The key, Philip Roth once suggested of his own "The Plot Against America" — which posits the slow drift of a particularly nativist fascism after Charles Lindbergh wins the 1940 presidential election — is to keep the focus realistic.


"I told myself," Roth explained, "the simplest thing to do — and perhaps the best thing to do — was to change just one thing: that is, the result of the 1940 election. Have Lindbergh run and win. But leave everything else in place."

As a result, his imagined America, much like Dick's or Spinrad's, is one we recognize despite (or even because of) the differences, a place where the World Series is still played and certain constitutional safeguards, albeit diluted, remain.

I think about all this because the Fourth of July is, in many ways, a celebration of the greatest act of alternate history ever imagined: the invention of a nation from whole cloth. Sure, there were precedents — the Magna Carta, the philosophy of John Locke — but America was a speculator's gamble, a narrative the world had not considered before.

It's telling, I believe, that this narrative begins with a book: Thomas Paine's "Common Sense," the most important piece of writing ever published in this country because it is the one from which the country evolves.

And it is telling too — and essential — that such an evolution grew, as evolution always does, out of a process, in which developments that we now regard as inevitable were very much up in the air.

Years ago, I read the Library of America's terrific "The Debate on the Constitution," a two-volume set edited by historian Bernard Bailyn that tells the story of ratification in something akin to real time. Bailyn gathers more than 2,000 pages of primary documents: letters, speeches and articles written from September 1787 to August 1788, including the essays that make up "The Federalist Papers." All of it is arranged in context, framed as part of a public back and forth.

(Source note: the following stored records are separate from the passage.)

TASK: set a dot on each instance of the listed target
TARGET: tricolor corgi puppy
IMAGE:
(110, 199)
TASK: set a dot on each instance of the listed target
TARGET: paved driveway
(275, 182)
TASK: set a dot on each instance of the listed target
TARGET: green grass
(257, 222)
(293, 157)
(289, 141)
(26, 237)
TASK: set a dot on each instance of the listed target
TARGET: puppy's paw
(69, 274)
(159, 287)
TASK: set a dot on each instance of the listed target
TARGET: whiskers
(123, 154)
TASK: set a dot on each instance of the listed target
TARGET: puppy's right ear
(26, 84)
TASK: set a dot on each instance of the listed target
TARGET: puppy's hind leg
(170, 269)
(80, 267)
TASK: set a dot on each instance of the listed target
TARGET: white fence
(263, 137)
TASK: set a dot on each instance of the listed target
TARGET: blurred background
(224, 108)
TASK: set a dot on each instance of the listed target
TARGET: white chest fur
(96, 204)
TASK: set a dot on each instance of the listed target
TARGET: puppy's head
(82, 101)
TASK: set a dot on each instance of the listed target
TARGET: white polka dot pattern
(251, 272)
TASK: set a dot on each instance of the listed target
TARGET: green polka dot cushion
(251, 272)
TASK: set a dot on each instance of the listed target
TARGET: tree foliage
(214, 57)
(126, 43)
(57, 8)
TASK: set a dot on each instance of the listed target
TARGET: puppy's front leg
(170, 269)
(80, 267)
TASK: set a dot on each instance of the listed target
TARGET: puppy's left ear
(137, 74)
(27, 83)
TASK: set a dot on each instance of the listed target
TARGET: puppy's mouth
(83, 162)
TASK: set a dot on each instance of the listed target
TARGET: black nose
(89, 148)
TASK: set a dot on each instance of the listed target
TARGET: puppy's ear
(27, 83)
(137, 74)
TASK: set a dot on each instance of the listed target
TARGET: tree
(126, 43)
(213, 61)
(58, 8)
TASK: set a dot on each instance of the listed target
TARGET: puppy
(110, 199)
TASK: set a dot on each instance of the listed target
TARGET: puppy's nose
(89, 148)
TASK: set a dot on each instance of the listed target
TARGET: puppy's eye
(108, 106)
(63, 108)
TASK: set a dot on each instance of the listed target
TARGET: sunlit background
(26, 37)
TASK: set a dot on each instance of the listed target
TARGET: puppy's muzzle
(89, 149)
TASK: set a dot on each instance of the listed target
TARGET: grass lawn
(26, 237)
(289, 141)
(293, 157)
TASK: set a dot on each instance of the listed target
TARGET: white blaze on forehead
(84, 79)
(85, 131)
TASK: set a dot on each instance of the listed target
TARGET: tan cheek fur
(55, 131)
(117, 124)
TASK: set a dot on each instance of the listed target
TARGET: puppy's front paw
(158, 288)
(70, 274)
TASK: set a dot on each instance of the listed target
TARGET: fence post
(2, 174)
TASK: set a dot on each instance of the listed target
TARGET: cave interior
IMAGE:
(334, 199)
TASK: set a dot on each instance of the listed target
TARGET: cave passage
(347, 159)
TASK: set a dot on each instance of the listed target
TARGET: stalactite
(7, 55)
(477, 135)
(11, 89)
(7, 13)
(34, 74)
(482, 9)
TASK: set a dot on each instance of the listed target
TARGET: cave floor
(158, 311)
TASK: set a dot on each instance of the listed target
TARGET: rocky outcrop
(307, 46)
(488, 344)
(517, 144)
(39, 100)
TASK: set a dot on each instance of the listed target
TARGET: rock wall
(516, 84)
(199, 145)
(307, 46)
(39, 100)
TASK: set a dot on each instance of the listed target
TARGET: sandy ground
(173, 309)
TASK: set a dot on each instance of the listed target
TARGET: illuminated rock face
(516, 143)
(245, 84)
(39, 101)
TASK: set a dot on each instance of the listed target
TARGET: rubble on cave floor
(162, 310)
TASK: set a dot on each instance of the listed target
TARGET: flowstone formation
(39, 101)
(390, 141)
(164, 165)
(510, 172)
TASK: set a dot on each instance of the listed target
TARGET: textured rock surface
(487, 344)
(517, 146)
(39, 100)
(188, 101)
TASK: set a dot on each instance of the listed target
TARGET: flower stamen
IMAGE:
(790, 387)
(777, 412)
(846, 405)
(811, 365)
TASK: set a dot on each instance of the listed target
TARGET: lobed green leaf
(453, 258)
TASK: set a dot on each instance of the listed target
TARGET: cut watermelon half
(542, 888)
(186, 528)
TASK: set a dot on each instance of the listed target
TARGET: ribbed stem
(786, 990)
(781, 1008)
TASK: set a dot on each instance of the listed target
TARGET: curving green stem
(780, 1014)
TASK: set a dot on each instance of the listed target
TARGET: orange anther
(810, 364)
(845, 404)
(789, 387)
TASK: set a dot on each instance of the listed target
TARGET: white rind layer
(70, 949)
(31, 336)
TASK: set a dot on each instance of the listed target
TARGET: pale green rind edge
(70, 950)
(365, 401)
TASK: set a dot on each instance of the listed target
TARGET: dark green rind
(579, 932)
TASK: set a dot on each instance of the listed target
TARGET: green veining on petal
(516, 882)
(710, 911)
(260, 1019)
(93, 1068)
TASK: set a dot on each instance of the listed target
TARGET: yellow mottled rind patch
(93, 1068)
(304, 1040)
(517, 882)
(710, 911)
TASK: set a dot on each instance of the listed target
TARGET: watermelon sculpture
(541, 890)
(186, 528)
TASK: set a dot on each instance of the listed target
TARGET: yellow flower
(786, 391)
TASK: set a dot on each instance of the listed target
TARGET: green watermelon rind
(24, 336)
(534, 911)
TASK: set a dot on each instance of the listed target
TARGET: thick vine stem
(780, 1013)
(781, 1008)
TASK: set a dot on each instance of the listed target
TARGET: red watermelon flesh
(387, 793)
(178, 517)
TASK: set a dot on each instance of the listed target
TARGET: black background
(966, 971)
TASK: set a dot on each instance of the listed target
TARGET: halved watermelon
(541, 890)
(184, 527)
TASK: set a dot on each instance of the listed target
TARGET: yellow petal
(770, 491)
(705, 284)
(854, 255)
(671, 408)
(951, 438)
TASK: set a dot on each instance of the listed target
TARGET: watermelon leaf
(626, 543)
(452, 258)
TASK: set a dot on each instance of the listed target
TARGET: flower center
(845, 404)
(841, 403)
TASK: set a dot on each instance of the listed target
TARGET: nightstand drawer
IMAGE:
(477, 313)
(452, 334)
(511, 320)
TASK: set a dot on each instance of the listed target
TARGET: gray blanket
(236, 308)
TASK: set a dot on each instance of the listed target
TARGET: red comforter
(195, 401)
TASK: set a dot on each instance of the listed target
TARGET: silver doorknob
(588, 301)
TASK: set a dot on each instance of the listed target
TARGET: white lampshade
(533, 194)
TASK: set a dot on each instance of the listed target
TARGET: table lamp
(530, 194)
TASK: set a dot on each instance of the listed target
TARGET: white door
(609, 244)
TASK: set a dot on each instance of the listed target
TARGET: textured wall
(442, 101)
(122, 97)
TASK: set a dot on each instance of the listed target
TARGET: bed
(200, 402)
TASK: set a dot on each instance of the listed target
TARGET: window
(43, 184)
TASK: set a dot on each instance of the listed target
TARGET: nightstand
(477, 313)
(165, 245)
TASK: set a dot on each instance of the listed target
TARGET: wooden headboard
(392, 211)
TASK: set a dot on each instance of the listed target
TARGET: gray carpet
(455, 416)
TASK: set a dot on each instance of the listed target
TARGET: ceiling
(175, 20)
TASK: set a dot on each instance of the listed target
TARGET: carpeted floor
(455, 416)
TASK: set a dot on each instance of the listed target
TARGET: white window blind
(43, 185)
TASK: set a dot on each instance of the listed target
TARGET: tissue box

This is what writing has to offer, a mechanism for peeling back the surface and seeing the interplay, the tensions, underneath. As "The Debate on the Constitution" illustrates, ratification was a critical turning point for the U.S., which makes Bailyn's collection function like a snapshot, or a series of snapshots — reminding us that history is a living, breathing thing.

The same is true of speculative fiction, which envisions what might happen if such moments tilted differently, leaving us in a distinct, if not unidentifiable, world.

"We slept in what had once been a gymnasium," Margaret Atwood writes in the opening paragraph of "The Handmaid's Tale," a novel of America turned theocractic dictatorship that, in the wake of the Supreme Court's Hobby Lobby decision this week, appears increasingly prescient every day.

"Dances would have been held there," she continues; "the music lingered, a palimpsest of unheard sound, style upon style, an undercurrent of drums, a forlorn wail, garlands made of tissue-paper flowers, cardboard devils, a revolving ball of mirrors, powdering the dancers with a snow of light."

What makes that passage so vivid is not just its imagery and language, but also what it represents. Our identity, it insists, our nationhood, is far from static, which means we end up with the country we dream (or nightmare) into being.